Припасов-то не столь и много. Все в войнах, да походах, да в торговле с короной и магнатами. А теперь часть земель, с которых торговали и с казаками, была пограблена русскими казаками, часть продуктов берегут для будущей войны. С голоду, может и не помрут, есть и собственные посевы и свои крестьяне, но не так, чтобы сытно жить будут. Опять же, продукты взять можно только у русских.

— Отсидеться не получится! Из-за вас и не выйдет! — громогласно и, с не понять откуда взятым раздражением, сказал Ничипоренко

Казак протянул руку за спину, за пояс, от чего все в комнате напряглись и рефлекторно положили руки на пистолеты. Но казак вытянул, скрученный в трубочку, лист бумаги.

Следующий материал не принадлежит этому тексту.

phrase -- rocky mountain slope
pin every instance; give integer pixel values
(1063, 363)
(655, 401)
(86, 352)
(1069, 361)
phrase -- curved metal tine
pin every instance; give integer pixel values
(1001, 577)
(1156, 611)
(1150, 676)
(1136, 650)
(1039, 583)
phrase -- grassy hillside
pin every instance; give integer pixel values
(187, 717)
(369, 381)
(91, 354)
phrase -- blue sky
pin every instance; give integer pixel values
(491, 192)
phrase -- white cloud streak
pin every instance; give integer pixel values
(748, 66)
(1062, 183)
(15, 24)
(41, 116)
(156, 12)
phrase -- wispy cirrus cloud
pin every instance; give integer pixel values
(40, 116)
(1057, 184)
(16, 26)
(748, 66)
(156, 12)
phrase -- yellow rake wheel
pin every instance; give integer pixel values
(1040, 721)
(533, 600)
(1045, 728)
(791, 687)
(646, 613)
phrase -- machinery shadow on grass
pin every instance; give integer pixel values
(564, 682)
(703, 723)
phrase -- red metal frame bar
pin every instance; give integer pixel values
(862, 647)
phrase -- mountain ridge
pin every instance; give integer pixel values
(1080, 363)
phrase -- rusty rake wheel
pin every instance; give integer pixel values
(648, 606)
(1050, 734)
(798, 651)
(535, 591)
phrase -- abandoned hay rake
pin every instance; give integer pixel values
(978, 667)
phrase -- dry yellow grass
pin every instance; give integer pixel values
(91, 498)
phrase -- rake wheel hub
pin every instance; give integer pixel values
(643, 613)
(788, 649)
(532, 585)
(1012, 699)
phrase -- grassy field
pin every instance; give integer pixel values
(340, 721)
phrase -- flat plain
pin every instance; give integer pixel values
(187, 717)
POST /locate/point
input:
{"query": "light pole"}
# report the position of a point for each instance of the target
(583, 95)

— Читай, атаман! — потребовал Микола.

Болотников, было дело, хотел одернуть наглеца за требовательный тон, но решил вначале посмотреть, что это за бумажку сует запорожец. По мере чтения брови Ивана Исаевича то хмурились, то улыбка появлялась, после Болотников вновь хмурился.

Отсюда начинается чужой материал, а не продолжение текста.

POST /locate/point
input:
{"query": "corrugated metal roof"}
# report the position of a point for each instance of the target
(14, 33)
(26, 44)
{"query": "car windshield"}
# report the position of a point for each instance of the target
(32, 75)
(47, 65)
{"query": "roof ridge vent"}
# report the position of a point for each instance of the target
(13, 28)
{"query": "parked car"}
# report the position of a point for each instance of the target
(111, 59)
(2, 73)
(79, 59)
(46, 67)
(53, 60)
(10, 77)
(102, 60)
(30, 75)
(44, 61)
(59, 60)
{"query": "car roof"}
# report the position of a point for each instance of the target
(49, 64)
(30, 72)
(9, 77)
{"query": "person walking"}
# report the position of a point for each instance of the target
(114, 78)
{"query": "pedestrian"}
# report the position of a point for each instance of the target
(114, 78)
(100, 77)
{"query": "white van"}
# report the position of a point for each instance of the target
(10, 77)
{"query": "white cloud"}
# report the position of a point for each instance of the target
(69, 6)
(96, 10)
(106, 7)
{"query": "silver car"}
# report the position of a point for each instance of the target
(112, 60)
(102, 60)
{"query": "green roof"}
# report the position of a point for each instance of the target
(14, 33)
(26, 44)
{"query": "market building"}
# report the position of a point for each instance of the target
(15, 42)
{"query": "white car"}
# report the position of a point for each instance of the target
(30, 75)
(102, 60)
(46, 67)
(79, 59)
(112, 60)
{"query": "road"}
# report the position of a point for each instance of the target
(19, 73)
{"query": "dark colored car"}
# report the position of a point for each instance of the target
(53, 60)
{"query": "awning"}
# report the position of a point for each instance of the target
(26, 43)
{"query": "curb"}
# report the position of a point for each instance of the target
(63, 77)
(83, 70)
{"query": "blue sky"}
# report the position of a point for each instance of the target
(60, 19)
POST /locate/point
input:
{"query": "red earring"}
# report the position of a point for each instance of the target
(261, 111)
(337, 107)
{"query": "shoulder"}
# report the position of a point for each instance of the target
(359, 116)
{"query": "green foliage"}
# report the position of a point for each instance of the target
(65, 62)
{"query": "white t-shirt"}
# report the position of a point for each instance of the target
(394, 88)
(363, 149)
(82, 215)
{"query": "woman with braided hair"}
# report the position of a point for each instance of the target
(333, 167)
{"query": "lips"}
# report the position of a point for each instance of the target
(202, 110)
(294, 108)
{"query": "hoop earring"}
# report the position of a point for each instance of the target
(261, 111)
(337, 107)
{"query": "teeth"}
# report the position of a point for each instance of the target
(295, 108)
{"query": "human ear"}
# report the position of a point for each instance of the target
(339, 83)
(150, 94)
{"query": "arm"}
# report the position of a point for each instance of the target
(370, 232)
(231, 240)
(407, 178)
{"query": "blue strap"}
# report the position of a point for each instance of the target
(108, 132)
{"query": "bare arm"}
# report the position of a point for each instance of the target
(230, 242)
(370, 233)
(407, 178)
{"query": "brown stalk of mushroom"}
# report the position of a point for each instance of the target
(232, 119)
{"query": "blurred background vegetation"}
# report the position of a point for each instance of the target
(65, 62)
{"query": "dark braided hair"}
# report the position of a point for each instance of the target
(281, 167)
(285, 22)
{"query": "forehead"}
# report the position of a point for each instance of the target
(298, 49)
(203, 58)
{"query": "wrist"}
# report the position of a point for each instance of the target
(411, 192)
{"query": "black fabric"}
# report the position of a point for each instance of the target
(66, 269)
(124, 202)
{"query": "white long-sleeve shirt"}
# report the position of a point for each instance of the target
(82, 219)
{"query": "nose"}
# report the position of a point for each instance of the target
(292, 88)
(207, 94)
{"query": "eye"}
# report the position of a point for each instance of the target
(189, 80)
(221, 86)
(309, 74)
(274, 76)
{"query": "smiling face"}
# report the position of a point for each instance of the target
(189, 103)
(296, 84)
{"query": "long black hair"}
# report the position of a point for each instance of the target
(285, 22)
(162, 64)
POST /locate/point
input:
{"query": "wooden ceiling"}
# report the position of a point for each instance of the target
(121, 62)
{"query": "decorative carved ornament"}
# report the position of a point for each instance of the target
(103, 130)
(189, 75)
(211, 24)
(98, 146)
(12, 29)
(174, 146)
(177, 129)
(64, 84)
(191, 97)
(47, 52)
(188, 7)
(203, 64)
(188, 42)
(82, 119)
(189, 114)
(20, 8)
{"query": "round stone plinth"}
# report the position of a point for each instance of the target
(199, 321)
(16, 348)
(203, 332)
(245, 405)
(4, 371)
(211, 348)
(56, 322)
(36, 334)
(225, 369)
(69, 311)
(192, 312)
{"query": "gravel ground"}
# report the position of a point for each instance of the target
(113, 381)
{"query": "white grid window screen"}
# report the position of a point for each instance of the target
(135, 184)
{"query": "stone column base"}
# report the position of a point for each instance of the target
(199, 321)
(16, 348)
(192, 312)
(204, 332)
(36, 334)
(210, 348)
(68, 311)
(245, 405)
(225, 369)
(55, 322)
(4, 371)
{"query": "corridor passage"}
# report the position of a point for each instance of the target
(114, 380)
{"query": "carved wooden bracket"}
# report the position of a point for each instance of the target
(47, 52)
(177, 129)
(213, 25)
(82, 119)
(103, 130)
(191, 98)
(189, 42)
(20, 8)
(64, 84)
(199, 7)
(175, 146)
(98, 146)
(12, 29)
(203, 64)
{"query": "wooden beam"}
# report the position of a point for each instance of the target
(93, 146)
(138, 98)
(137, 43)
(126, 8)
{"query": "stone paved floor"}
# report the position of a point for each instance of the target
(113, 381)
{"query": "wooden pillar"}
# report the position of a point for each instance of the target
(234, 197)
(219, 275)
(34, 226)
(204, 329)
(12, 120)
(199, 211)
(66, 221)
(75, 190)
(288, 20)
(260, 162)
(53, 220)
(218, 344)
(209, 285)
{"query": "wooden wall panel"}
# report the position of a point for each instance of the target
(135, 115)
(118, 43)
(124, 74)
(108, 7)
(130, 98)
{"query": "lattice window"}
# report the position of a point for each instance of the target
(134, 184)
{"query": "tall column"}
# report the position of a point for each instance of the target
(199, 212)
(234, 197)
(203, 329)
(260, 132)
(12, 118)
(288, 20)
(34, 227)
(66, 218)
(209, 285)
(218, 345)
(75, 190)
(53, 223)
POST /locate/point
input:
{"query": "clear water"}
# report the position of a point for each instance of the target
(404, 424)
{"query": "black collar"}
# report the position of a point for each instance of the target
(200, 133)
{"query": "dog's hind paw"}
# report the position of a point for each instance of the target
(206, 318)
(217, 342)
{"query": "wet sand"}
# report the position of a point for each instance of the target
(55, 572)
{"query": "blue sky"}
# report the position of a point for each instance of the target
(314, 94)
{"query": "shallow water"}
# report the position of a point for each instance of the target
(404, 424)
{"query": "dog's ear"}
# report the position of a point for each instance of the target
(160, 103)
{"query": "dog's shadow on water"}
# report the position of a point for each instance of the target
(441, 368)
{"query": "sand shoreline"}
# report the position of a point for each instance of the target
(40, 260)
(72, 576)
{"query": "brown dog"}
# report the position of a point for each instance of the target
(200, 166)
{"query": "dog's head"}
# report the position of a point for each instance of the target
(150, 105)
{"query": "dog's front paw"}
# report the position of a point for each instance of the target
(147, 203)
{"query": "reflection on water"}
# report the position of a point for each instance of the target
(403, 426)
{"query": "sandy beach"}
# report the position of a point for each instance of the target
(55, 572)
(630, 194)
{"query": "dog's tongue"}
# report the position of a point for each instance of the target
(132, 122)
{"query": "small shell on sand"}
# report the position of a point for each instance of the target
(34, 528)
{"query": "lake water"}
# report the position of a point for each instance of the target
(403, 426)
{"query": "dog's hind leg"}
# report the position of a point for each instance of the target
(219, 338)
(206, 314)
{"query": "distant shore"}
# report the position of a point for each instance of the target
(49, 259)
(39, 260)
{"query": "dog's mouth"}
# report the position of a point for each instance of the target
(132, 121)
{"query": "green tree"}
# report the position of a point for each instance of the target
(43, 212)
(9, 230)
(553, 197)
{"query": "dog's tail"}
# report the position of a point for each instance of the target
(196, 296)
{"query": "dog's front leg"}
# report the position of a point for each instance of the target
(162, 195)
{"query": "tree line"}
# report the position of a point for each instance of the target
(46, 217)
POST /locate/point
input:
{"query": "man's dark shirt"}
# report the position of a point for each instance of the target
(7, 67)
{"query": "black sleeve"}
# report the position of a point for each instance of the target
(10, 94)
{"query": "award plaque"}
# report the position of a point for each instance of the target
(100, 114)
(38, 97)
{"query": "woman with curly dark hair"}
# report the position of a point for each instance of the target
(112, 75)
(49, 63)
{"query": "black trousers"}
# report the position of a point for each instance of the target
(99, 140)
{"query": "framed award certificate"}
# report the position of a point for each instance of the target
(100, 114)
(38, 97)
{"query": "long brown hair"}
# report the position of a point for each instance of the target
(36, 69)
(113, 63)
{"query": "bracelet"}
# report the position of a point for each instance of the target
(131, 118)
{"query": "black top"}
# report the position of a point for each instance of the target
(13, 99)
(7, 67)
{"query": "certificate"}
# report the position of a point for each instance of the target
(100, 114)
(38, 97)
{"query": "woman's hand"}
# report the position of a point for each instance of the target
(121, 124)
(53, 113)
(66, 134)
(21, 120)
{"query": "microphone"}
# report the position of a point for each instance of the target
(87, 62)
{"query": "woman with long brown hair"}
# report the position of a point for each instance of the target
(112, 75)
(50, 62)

«И почему такое дело без меня сладили? Али я слово пред государем нарушил? Чего он нарушает сказанное мне?» — мысленно сокрушался Болотников.

Через пару минут наказной воевода взял себя в руки и с улыбкой обратился к запорожцам:

— Ну и что? Много казаков бегут с Сечи на Дон и в Сибирь?

— Много казаков плетьми получает. Того и гляди, что бунт учинят. Были и те, кого баторками [саблями] порубили за то, что языки свои развязали на старшин, — запорожцы не разделяли веселье Болотникова. — Сии прелестные письма…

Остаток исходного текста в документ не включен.